Introduction:
Critical limb ischemia (CLI) is the most severe stage of peripheral
vascular disease (PVD), affecting 3-10% of the population [1].
Clinically, patients present with rest pain and/or tissue loss (ulcers
or gangrene). Revascularization has been considered the gold standard
treatment for CLI, based on the guidelines of the Inter-Society
Consensus for the Management of Peripheral Arterial Disease (TASC II)

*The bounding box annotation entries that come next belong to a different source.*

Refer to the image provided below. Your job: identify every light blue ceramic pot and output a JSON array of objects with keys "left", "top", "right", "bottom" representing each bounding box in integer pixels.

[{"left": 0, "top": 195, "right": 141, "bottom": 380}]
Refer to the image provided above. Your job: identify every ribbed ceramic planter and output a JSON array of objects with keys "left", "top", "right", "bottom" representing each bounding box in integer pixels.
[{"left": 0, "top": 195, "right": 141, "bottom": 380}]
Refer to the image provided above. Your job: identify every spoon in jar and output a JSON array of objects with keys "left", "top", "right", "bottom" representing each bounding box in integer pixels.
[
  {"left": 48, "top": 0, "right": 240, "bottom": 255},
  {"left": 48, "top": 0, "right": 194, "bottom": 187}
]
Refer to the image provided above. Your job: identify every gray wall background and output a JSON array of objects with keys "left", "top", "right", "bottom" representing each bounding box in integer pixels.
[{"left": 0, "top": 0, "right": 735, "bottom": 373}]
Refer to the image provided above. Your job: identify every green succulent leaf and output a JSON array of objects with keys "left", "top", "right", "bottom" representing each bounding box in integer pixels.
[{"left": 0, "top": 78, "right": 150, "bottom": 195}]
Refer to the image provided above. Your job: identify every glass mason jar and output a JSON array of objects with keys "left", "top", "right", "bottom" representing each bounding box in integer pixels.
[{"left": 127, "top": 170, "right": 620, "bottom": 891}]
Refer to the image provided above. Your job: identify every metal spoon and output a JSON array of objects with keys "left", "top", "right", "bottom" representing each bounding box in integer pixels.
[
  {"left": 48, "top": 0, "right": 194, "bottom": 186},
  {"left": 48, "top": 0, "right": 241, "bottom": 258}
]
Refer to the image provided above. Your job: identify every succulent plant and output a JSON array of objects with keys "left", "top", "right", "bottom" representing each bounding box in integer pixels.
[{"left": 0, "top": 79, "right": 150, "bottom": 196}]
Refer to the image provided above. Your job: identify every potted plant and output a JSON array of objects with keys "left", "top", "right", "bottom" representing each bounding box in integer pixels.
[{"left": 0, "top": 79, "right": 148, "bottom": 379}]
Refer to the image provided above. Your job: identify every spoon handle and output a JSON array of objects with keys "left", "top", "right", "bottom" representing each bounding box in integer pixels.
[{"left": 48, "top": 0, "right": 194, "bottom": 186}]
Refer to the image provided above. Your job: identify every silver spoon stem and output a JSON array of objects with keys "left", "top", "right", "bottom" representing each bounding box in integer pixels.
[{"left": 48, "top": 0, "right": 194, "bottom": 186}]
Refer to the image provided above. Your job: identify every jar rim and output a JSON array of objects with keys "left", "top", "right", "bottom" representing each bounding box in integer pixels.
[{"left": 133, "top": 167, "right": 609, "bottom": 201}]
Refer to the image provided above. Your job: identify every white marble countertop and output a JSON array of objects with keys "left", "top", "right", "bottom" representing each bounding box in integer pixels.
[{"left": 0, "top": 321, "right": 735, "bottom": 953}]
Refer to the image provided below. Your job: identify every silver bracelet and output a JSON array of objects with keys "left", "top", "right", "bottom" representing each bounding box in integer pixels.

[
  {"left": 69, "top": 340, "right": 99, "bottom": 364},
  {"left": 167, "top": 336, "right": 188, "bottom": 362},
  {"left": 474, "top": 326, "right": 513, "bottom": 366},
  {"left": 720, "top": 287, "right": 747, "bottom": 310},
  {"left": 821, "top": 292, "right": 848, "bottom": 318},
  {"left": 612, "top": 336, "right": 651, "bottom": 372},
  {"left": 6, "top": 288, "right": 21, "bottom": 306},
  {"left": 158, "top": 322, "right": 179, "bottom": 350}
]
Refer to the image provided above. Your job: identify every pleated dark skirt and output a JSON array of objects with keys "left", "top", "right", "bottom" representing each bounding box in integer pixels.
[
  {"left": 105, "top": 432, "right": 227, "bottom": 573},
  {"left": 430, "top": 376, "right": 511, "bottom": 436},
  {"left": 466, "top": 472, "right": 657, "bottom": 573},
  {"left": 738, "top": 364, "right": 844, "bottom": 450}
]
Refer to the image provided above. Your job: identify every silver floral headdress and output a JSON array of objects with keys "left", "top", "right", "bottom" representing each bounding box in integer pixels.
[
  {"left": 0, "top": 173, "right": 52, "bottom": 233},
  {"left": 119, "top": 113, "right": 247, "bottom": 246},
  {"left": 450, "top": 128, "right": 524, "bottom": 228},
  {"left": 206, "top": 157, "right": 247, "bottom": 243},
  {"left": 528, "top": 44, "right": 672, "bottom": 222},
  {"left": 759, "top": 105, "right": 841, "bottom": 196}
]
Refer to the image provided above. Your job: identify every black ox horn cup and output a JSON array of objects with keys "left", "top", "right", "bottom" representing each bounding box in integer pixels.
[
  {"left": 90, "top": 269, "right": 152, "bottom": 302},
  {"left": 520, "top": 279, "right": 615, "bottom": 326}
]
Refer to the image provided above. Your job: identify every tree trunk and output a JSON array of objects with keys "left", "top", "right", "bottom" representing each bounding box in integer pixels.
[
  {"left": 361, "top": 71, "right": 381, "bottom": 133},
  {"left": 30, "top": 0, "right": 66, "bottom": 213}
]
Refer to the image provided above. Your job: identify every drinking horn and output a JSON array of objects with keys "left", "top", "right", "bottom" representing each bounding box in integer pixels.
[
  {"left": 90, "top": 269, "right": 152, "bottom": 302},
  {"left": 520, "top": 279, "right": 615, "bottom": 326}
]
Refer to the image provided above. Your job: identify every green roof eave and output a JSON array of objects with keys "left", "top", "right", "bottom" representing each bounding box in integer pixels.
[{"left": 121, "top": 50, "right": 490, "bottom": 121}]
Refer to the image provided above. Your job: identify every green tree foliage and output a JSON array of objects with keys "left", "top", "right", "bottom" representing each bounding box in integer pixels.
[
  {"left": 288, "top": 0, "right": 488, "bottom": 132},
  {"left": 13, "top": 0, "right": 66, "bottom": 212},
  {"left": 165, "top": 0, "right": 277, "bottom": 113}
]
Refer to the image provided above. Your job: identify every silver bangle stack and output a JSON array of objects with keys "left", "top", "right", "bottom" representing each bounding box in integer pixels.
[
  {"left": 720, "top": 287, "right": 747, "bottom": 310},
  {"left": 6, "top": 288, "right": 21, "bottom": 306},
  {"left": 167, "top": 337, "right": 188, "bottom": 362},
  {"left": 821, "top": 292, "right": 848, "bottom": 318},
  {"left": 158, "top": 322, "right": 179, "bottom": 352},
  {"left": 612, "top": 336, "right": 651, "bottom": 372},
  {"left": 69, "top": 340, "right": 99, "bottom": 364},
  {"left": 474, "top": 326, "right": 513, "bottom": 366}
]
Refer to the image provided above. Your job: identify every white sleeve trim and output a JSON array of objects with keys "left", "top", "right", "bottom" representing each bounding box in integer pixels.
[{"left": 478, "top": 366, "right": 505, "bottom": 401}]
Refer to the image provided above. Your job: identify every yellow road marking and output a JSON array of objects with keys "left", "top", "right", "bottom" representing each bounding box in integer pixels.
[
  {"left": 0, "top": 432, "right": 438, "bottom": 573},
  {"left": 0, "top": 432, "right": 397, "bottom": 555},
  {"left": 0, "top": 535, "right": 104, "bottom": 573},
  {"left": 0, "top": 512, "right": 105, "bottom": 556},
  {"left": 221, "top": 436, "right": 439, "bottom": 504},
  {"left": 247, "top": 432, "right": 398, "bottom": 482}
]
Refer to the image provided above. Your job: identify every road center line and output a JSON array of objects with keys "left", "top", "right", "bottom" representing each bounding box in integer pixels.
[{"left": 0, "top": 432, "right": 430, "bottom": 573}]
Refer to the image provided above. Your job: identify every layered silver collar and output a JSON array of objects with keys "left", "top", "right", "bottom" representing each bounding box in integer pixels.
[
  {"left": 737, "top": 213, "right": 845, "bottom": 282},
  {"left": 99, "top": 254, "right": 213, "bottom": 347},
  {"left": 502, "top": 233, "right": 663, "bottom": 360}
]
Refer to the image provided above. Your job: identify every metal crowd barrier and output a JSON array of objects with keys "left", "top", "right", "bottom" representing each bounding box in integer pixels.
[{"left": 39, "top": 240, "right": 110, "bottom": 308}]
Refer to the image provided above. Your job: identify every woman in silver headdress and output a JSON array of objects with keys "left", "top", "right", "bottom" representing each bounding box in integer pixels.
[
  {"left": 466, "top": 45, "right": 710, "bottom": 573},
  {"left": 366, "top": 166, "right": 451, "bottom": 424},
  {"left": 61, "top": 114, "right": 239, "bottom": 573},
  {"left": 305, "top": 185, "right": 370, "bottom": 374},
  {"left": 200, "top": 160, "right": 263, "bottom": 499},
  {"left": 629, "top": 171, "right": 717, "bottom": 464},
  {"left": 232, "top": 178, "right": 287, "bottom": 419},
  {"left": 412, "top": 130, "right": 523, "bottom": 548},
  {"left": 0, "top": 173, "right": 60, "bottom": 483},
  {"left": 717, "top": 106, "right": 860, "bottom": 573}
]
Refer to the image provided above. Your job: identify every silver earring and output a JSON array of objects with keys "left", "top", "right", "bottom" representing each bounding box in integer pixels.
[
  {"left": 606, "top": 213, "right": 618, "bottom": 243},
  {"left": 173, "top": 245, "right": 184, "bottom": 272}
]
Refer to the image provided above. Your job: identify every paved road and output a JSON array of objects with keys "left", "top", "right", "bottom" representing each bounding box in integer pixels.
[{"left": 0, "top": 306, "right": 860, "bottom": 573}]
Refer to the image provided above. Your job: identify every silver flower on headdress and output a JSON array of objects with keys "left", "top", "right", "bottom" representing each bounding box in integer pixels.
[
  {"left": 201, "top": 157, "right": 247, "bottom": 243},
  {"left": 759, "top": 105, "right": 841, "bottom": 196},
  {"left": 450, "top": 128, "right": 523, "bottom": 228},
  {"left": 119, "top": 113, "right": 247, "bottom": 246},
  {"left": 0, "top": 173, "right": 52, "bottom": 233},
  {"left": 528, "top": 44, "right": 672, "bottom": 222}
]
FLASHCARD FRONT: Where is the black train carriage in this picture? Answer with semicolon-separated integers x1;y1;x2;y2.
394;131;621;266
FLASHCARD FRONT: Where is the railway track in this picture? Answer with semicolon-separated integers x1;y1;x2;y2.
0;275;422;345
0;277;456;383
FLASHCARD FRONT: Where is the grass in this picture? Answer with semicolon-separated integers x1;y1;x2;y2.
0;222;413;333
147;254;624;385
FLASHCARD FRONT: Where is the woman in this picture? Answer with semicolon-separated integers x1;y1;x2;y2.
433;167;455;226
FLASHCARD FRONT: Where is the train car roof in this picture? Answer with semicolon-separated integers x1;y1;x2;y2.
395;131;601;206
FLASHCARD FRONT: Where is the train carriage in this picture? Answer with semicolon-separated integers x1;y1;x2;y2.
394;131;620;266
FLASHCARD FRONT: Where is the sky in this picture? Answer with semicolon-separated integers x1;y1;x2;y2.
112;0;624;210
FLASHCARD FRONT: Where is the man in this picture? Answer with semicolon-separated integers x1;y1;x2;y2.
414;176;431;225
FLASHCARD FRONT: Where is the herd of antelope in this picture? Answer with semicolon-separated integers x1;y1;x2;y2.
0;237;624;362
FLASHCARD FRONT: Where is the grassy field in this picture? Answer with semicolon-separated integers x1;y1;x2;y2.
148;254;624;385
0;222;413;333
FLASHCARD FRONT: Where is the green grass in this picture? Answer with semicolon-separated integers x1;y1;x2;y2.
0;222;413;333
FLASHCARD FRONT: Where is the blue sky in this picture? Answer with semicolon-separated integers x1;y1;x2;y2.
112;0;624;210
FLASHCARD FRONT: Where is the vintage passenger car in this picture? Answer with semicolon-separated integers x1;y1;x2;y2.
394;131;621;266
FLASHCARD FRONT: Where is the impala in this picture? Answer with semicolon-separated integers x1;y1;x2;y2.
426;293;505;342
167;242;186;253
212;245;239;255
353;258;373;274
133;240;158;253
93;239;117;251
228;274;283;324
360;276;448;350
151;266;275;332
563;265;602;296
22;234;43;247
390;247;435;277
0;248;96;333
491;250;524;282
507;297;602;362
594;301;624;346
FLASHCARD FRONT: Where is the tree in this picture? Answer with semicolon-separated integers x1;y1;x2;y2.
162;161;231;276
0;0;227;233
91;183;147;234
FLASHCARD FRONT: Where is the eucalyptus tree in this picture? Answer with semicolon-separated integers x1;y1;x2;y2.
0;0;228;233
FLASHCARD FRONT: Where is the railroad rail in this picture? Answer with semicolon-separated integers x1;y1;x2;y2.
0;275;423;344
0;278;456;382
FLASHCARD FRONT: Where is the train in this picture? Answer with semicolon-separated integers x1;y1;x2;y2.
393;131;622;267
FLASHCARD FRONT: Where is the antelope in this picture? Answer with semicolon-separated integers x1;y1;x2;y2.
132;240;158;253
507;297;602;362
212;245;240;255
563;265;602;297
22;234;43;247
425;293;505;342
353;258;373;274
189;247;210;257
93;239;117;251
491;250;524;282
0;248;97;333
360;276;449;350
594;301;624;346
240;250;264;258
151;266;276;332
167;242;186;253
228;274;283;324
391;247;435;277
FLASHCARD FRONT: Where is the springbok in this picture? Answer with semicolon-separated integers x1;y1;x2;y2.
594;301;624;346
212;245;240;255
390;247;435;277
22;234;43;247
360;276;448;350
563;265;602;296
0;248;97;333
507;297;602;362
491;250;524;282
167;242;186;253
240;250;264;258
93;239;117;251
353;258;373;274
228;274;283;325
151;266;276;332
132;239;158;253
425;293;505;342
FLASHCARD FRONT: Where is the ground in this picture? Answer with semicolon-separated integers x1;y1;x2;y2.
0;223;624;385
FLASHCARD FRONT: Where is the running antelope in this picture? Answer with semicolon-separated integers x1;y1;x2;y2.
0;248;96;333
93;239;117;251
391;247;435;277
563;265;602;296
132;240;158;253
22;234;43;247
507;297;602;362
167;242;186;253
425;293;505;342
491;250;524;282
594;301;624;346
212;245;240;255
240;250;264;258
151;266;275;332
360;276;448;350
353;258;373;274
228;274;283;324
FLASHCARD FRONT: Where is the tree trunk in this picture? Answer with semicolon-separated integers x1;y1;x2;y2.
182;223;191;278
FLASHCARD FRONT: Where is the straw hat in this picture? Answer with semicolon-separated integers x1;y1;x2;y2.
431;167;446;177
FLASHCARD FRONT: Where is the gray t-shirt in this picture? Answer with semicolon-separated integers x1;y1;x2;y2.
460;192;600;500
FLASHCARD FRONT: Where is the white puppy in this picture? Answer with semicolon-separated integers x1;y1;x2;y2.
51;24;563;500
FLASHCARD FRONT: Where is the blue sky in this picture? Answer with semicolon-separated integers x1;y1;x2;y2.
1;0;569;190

[2]. However, the short term risk of amputation and/or death after
revascularization remains high [3]. A multicentre clinical trial
reported only 35% amputation-free survival rate at 5 years after either
surgical bypass or endovascular angioplasty [4]. There is also a
considerable morbidity after revascularization related to wound
infection or grafts occlusion requiring re-intervention. Therefore,
careful patient assessment is crucial to determine the risk/benefit
ratio prior to intervention.
Revascularization cannot be achieved in 25 – 40% of patients [2],
due to medical comorbidities or anatomically diffuse disease. These
“no-option” CLI patients are at high risk for major amputation and/or
death. Nevertheless, some of these patients improve significantly on
conservative management with best medical therapy and optimal wound
care. A retrospective cohort study of 144 patients reported no
significant improvement in amputation-free survival (AFS) of invasively
treated patients, concluding that “not all CLI patients require
revascularization” [5]. A systematic review including 11 clinical
trials revealed significant improvement in AFS for no-option CLI
patients [6], indicating the important role of conservative
management as a definite treatment for CLI.
In this study, we compare the overall survival (OS) and AFS rates for
patients treated with revascularization versus conservative management,
to determine suitability of the latter as a main first line treatment
for CLI even when revascularization is technically feasible.